Des pistes de solutions pour une transhumance transfrontalière apaisée et prospère dans la Vakaga

6 déc 2024

Des pistes de solutions pour une transhumance transfrontalière apaisée et prospère dans la Vakaga

Mamouda Tankoano

Les 4 et 5 novembre 2024, la ville de Birao, dans la préfecture de la Vakaga, a accueilli une conférence préfectorale sur la promotion d'une transhumance apaisée et prospère. Soixante participants, dont six femmes, venant des sous-préfectures de Ouanda-Djallé, Ridina, Tiringoulou et Am-Dafock, ont formulé des recommandations en faveur d'une coexistence pacifique entre éleveurs et agriculteurs ainsi que d'une amélioration de la sécurité dans la région.

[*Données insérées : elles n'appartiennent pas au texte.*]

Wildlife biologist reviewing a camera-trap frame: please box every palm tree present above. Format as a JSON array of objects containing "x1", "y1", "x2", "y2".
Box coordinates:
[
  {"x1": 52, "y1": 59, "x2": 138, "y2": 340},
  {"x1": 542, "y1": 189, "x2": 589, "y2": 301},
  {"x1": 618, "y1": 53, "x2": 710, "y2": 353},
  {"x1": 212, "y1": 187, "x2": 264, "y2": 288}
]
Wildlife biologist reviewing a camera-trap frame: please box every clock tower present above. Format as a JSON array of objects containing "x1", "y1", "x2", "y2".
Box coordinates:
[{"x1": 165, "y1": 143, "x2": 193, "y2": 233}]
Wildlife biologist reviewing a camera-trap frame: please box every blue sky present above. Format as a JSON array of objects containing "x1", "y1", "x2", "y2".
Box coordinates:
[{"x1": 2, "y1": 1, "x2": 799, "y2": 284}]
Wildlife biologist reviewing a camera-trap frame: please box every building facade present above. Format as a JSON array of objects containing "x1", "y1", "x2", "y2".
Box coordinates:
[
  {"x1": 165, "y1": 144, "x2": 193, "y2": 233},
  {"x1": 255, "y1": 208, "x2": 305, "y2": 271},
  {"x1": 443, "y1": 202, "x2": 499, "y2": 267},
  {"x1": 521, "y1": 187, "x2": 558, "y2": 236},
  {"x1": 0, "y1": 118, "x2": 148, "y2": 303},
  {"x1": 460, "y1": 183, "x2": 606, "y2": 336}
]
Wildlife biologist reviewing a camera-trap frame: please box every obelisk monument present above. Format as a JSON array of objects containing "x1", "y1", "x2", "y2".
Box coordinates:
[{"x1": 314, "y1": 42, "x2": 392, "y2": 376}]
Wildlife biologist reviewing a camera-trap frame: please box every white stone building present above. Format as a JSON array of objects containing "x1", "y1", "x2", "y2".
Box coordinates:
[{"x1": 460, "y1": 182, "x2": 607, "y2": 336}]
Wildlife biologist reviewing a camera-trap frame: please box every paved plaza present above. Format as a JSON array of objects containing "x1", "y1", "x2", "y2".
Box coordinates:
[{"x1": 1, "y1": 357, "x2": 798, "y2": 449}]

L’événement a bénéficié du soutien de plusieurs agences onusiennes et d’organisations non gouvernementales.

La transhumance représente un levier essentiel pour le développement socio-économique de la République centrafricaine et, en particulier, de la Vakaga. Cependant, dans certaines localités de la préfecture telles que Sikikédé, Am-Dafock, Aouk et Boromata, des conflits récurrents entre agriculteurs et éleveurs transhumants, souvent originaires du Soudan et du Tchad, nuisent à la cohésion sociale et à la coexistence pacifique. Selon Pari Mounra, de l’ONG Concordis, « ces conflits trouvent leur origine dans des problèmes tels que l'insuffisance et le non-respect des couloirs de transhumance, l'absence de parcs pastoraux organisés, le manque de contrôle aux frontières pour réguler les mouvements des éleveurs venus des pays voisins, ainsi que la dégradation et l'insuffisance des infrastructures pastorales, notamment les points d'eau ».

Amadou Moctar Diallo, chef par intérim du bureau de la MINUSCA, a exprimé l’espoir que cette conférence serve de tremplin pour l'élaboration de recommandations permettant de réduire significativement les conflits liés à la transhumance. En rappelant les conclusions de la conférence nationale sur la transhumance organisée en mai 2024 à Bangui, le préfet de la Vakaga, Jude Ngayoko, a souligné que le Président de la République centrafricaine et les partenaires, dont la MINUSCA, portent une attention particulière aux résultats de ces discussions, organisées dans toutes les préfectures du pays. « Cette conférence vise à garantir la bonne coexistence entre agriculteurs et éleveurs, gage d’une paix et d’un développement durable. (…) Je tiens à remercier la MINUSCA pour son appui constant aux autorités centrafricaines, conformément à son mandat », a-t-il déclaré.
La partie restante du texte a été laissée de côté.